— Голубчик, — сказал Ван, — прошу тебя, помоги! Она рассказала мне про своего валентинского estanciero[410], a я вот никак не вспомню его имени, не врываться же к ней в ванную!
— Ничего она тебе не рассказывала, — отвечала верная Люсетт, — и нечего тебе вспоминать! Нет уж! Не стану я вредить твоей и моей любушке, ведь известно, что тебе только дверцу укажи, ты по ней из пистолета шарахнешь.
— Умоляю, лисонька моя! Взамен с меня самый горячий поцелуй!
— Ах Ван, — проговорила Люсетт с глубоким вздохом. — Поклянись, что не скажешь ей, если я тебе скажу?
— Клянусь! Нет, нет и нет! — Тут у Вана прорвался русский говор, поскольку Люсетт, отрекшись от несуразности своих чувств, уж потянулась прильнуть к нему животом. — Никак-с нет! Только без губ, без приворотного зелья, без носика, без влажных глаз! В лисичкину подмышку и все… если, конечно… (отпрянув, с игривым сомнением)… да неужто бреешь там, а?
— Если брить, хуже пахнет! — созналась простодушная Люсетт, покорно сдвигая сорочку с плеча.
— Руку вверх! Направление — рай! Терра! Венера! — скомандовал Ван и на два-три удара забившихся в унисон сердец не без риска приложился жадными губами к жаркой, влажной впадине.
Люсетт тяжело опустилась в кресло, прижимая руку ко лбу.
— Убрать свет со сцены! — сказал Ван. — Теперь имя этого типа.
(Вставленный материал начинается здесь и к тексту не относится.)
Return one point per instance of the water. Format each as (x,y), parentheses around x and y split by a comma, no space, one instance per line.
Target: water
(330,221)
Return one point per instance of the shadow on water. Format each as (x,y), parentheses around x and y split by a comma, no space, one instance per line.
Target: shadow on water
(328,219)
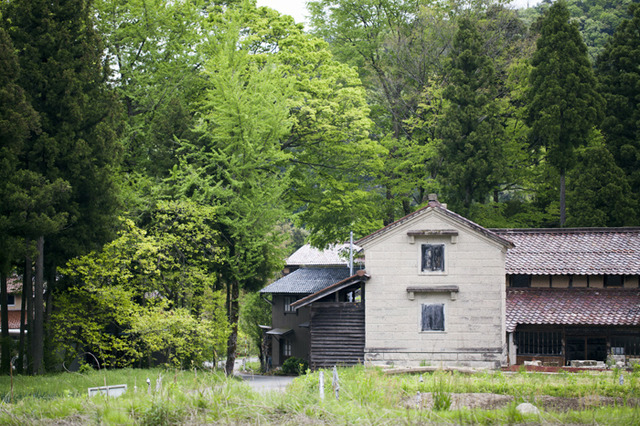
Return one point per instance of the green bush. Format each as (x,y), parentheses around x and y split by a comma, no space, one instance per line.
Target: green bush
(294,366)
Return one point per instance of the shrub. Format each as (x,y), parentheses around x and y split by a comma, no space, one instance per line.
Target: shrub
(294,366)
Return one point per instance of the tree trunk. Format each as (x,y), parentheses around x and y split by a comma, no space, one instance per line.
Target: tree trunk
(37,343)
(232,342)
(5,364)
(563,212)
(26,310)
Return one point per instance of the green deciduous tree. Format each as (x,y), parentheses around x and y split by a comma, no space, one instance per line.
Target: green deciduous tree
(138,295)
(238,165)
(563,102)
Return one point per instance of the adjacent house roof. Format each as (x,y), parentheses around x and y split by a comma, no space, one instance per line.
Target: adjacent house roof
(435,205)
(359,276)
(307,280)
(331,256)
(551,306)
(573,251)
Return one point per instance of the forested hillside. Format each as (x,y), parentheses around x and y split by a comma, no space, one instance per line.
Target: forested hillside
(158,157)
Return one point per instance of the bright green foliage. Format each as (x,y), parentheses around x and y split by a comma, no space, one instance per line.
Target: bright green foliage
(142,280)
(471,136)
(182,338)
(398,48)
(332,159)
(153,49)
(599,194)
(563,102)
(617,69)
(238,165)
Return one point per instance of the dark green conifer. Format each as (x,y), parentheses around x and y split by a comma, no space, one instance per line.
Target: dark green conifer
(563,102)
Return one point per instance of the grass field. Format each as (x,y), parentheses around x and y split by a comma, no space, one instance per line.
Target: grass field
(366,396)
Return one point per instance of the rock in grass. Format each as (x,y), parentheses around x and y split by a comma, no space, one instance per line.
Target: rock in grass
(527,408)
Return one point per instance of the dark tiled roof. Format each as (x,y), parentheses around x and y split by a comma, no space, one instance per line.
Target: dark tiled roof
(572,307)
(334,255)
(307,280)
(359,276)
(577,251)
(436,206)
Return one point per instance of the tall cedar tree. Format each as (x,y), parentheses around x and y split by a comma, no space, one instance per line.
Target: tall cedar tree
(60,55)
(619,75)
(563,101)
(17,120)
(471,135)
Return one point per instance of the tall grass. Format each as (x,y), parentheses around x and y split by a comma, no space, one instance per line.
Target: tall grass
(367,396)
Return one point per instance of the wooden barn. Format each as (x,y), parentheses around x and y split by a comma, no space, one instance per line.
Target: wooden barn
(442,290)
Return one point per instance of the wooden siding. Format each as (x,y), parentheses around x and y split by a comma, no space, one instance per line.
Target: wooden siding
(337,334)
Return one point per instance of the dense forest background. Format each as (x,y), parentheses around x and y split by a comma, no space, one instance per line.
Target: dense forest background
(160,158)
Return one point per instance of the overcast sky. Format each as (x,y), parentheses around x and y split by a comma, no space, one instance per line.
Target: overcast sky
(298,9)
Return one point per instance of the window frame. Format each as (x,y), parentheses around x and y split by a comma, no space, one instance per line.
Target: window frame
(286,348)
(433,268)
(287,309)
(515,279)
(442,320)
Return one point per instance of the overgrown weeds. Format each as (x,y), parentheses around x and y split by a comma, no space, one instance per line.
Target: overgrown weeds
(366,396)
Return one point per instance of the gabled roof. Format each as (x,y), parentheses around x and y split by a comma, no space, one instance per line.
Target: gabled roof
(359,276)
(334,255)
(551,306)
(435,206)
(573,251)
(307,280)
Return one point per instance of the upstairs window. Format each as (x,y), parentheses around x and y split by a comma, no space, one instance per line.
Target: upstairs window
(432,317)
(288,300)
(520,280)
(432,257)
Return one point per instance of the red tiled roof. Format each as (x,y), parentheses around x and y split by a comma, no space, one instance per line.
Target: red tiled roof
(572,307)
(573,251)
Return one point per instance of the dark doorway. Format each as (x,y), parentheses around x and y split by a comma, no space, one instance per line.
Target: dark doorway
(582,348)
— Виноземский! — произнесла Люсетт.
Донесся голос Ады Виноземской, призывавший принести ей хрустальные домашние туфельки (которые он и при дворе у Кордуленки с трудом отличал от бальных), и уже через минуту, пребывая все в том же напряжении, Ван погрузился в хмельное забытье, в котором грубо овладевал Розой, — нет, Адой, только в розопривычной манере, на каком-то приземистом комодике. Та вскрикивала, что ей больно, называла «тираном-тигром». Он отправился спать и уже было забылся сном, как почувствовал, как она встает. Куда? Киска хочет посмотреть альбом.
— Мигом — потрусь и обратно, — сказала Ада (жаргон школьниц-лесбиянок), — так что не спи! Кстати, отныне и впредь до очередного указания у нас пойдет «умертви-шерами» (игра видовым названием и прозвищем известной мухи).
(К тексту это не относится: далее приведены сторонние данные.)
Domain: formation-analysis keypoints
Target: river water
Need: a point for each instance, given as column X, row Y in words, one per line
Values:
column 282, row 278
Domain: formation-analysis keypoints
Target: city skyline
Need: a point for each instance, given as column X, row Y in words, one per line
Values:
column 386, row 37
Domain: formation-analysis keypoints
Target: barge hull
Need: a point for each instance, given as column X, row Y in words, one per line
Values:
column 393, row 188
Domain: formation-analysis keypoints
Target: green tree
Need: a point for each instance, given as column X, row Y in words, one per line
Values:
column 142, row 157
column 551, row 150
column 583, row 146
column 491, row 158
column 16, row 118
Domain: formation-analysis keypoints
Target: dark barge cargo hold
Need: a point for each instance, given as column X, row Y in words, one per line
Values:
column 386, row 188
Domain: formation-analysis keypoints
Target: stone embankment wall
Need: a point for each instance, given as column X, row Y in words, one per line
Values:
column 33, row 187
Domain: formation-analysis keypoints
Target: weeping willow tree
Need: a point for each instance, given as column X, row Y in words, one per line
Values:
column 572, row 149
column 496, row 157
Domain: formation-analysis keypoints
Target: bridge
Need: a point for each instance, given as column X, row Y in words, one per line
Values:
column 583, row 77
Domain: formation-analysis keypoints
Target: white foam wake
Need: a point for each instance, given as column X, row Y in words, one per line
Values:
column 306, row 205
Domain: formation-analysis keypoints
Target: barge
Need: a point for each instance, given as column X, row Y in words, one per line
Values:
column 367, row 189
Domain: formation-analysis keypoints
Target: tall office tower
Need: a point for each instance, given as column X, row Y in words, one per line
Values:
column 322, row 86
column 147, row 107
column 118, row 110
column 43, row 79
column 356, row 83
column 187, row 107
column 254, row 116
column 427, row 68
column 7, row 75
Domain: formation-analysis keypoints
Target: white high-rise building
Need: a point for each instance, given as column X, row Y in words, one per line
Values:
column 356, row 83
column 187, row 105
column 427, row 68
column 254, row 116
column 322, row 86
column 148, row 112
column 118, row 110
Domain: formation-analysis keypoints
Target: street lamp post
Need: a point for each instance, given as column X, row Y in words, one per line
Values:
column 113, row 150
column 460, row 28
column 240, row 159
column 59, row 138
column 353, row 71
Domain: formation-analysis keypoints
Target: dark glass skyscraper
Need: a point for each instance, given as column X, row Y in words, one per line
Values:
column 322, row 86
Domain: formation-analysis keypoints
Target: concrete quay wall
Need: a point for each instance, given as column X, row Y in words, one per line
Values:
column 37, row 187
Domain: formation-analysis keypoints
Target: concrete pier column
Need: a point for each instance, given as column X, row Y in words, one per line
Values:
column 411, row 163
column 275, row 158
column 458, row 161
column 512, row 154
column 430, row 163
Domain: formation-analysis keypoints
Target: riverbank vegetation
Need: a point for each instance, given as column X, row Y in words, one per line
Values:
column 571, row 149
— Только без сафических форшмаков, пожалуйста! — пробормотал Ван в подушку.
— Ах Ван, — сказала Ада, качая головой и взявшись рукой за опаловую ручку двери в конце бездонной спальни. — Опять за старое! Сам же придумал, будто я только бледное дикое дитя с цыганскими волосами из бессмертной баллады, из какой-то недействительности, из раттнеровского «крапчатого мира», построенного лишь на принципе случайных отклонений. Как можешь ты требовать, — раздавались ее слова… где-то между пухлыми выпуклостями его подушки (ибо Ада уже давно исчезла вместе со своим кроваво-бурым альбомом), — как можешь ты требовать целомудрия от дельфинетки! Ведь знаешь, по-настоящему я люблю только мужчин, а средь них, увы, только одного.
В Адиных намеках на ее отношение к плотским утехам всегда было что-то красочно импрессионистическое и в то же время инфантильное, что-то сродни камуфляжу, или стеклянным лабиринтикам с двумя перекатывающимися горошинами, или ардисовской ловушке-подкидушке — помнишь? — подбрасывавшей вверх перед стрелком глиняных голубей и сосновые шишки, или игре «кокамару» (по-русски «бикса»), играют в которую маленьким кием на длинном, обтянутом бильярдным сукном столе с лунками и лузами, колокольцами и колками, меж которых петляет зигзагами, толчком — пух! — направленный матовый шарик размером с пинг-понговый.
Тропы — это речевые видения. Плывя сквозь самшитовую дымку бильярдными трассами Ардиса, Ван погрузился в сон. Когда открыл глаза, было девять утра. Ада лежала поодаль, свернувшись комочком, и было пусто в раскрытых скобках, чье содержание не подоспело к заключению в них, а любимые, прекрасные, полные вероломства, иссиня-черно-бронзовые волосы пахли Ардисом и еще Люсеттиным «О де Грас».
Послала она этому телеграмму? С отставкой или с отсрочкой? Миссис Винер… нет, Вингольфер, нет, он Виноземский… первый русский, вкусивший виноград лабруску.
— Мне снится саПЕРник ЩАСТЛИВОЙ!
(Михаил Иванович, чертя тростью на песке разводы, согбенный на своей скамье под густомолочными гроздями.)